Sexual history can be neglected in a routine nursing or medical assessment. Sarah Kipps gives tips to assist in making a sexual history taking session as comfortable as possible for both health professional and patient

Practitioners in primary care are in a unique position to improve the sexual health of men and women. They can do this by introducing the topic of sexual health into their everyday consultations and thereby normalising the subject as part of routine health for the patient. There is evidence that health professionals find sexual history taking to be one of the more challenging aspects of a consultation. There are a number of different reasons for this: feeling not equipped to ask questions of such a sensitive nature; fear of opening a ‘can of worms’ which cannot be dealt with; and the general social embarrassment and difficulties experienced talking about sex in general. This article will give health professionals some tips and guides to assist in making a sexual history taking session as comfortable as possible for both health professional and patient.

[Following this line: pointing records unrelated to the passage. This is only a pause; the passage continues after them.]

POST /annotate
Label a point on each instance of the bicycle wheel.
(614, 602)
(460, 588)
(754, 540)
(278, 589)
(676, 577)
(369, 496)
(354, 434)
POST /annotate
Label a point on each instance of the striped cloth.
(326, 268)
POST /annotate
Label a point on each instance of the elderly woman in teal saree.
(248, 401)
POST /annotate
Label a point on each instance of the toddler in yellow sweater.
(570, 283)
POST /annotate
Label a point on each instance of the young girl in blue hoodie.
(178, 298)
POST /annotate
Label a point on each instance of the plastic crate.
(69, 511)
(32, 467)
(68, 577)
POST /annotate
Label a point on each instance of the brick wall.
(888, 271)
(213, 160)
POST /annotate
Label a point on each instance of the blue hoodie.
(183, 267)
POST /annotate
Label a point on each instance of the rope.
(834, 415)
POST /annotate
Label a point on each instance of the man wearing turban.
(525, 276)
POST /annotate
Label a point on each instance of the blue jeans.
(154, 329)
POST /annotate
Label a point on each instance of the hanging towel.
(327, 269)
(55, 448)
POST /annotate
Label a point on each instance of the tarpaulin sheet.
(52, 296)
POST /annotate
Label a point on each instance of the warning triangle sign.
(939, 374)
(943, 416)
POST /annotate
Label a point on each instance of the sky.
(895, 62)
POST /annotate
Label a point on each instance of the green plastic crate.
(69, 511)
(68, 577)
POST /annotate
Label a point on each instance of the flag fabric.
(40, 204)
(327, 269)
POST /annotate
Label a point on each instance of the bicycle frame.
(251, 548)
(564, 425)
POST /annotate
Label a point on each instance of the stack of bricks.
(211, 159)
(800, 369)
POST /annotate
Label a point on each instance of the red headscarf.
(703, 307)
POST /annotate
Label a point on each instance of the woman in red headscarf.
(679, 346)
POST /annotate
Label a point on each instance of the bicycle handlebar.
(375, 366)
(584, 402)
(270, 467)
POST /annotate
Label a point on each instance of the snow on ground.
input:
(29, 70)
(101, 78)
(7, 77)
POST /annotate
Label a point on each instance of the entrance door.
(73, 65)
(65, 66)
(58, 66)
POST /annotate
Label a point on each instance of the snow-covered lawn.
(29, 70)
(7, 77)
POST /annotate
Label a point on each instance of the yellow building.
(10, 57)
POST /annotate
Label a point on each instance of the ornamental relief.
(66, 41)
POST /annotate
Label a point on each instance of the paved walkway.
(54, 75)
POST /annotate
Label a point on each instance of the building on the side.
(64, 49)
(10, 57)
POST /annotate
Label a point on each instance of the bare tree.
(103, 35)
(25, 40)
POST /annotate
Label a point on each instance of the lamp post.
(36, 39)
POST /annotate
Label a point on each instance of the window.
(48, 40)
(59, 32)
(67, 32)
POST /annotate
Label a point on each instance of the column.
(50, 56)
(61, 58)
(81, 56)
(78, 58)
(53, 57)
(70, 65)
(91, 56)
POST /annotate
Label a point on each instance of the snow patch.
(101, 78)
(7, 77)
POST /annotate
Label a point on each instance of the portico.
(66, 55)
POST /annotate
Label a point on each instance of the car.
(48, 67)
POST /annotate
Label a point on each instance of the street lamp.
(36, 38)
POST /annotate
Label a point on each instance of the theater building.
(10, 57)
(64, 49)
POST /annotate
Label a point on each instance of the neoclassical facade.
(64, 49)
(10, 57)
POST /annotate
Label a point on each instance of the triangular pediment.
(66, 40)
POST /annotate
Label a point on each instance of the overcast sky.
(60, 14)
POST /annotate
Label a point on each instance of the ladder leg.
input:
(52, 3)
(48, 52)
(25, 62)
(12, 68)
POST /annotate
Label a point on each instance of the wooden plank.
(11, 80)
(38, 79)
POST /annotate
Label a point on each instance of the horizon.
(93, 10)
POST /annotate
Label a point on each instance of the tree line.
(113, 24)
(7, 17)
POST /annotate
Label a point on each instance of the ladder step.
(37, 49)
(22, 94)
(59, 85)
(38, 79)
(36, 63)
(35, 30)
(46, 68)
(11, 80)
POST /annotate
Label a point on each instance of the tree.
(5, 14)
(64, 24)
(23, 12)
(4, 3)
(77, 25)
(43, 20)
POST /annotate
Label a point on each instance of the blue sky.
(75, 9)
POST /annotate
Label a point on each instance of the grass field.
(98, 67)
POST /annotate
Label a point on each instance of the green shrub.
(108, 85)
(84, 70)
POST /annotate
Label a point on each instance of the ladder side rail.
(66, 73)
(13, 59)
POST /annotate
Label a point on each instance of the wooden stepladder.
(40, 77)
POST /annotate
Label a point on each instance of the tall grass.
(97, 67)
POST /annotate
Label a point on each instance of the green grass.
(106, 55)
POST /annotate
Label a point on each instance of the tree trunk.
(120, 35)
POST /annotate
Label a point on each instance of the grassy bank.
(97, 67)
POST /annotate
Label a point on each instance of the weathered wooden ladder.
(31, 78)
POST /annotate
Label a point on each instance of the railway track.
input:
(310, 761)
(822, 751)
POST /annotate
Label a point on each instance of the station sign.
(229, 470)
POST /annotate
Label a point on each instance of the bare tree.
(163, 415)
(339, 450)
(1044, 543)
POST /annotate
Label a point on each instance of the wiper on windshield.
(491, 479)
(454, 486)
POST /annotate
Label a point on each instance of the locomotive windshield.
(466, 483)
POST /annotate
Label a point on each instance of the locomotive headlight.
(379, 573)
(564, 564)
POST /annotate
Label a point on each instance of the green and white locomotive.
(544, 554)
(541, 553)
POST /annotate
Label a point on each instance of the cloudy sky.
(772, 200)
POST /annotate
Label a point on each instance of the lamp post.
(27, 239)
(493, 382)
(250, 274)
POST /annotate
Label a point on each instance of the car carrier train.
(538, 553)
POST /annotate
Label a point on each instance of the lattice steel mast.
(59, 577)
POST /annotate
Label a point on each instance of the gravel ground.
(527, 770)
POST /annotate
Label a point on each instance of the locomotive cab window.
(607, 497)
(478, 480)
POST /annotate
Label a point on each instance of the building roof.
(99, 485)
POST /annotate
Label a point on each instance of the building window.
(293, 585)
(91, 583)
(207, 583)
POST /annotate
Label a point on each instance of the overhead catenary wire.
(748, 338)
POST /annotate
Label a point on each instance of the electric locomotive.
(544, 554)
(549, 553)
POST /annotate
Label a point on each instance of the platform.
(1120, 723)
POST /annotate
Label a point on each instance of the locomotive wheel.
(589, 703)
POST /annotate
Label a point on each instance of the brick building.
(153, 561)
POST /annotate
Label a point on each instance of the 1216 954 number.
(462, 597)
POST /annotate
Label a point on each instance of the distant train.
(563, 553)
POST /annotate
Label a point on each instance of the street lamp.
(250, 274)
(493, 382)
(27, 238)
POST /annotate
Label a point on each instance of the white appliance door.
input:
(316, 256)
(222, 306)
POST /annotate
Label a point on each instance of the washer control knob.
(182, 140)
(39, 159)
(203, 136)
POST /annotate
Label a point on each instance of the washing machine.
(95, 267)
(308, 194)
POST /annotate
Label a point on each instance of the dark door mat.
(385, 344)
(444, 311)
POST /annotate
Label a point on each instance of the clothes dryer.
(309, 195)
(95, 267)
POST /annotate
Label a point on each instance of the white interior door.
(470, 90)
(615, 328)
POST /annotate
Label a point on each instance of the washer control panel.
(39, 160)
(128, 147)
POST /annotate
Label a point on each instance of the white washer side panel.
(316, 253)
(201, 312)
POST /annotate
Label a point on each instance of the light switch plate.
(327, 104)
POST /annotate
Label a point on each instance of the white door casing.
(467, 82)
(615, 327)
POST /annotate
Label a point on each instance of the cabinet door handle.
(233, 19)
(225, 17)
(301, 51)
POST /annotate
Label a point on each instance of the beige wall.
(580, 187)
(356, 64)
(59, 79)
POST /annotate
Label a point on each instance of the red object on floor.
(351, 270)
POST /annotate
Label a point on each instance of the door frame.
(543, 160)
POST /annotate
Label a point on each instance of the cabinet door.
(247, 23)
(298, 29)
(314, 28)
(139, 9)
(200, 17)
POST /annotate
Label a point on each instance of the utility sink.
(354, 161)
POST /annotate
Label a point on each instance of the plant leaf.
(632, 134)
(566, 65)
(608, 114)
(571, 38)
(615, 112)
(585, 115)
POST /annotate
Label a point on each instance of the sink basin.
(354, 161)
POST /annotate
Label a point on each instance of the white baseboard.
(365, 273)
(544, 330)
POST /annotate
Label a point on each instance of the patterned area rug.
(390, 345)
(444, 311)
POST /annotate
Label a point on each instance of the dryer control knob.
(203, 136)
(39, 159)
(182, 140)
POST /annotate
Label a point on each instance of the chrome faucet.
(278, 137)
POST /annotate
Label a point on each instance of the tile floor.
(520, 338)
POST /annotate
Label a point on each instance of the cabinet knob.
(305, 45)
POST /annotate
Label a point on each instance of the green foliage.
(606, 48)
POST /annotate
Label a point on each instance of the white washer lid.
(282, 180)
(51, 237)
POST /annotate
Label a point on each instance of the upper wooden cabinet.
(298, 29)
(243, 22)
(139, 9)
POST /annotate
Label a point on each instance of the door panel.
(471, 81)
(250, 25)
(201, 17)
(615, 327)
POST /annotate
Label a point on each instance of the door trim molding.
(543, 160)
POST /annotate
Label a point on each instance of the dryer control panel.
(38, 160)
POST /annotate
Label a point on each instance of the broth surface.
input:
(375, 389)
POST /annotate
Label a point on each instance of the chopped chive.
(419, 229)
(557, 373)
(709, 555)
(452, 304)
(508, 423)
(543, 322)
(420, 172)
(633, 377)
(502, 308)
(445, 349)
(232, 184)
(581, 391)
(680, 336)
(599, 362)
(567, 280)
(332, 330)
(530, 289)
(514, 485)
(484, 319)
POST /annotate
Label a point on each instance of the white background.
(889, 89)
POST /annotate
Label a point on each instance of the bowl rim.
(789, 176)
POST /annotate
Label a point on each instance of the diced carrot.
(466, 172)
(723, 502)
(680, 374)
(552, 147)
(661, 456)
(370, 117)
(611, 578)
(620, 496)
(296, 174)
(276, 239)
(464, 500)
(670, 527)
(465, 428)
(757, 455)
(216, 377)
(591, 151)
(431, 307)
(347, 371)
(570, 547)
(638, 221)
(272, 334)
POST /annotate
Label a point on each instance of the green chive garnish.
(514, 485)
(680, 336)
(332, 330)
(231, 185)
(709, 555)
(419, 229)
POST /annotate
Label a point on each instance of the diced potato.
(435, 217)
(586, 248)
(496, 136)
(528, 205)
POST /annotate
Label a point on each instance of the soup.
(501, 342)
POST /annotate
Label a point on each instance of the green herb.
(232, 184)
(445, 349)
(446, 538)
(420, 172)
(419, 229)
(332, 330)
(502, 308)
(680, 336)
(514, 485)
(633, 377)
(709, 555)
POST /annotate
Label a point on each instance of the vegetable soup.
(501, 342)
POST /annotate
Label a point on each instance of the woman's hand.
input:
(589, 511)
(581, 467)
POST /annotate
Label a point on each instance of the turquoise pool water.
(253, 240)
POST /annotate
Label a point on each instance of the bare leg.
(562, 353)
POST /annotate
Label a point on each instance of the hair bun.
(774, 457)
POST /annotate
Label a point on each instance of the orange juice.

Sexual health is a multi-faceted, broad concept which is not just narrowly defined by issues such as sexually transmitted infections (STIs), pregnancy and contraception but is a ‘state of physical, emotional and social well-being in relation to sexuality’ (World Health Organization [WHO], 2006). Physical sexual health does not just imply the absence of disease but being enabled to make positive health choices and being able to access services when needed.

Positive sexual health outcomes are seen as important to individuals and they have also been recognised by the government as a major public health issue.

There have been some achievements in public heath targets set by government, namely a decline in teenage pregnancy and more high risk groups being offered and accepting HIV tests (Department of Health, 2013). But there are still major challenges: there were approximately 468 342 sexually transmitted infection diagnoses made in England in 2019 (Public Health England, 2020); up to 50% of pregnancies were unplanned; and almost half of adults newly diagnosed with HIV were diagnosed after the point where they should have started treatment (Department of Health, 2013).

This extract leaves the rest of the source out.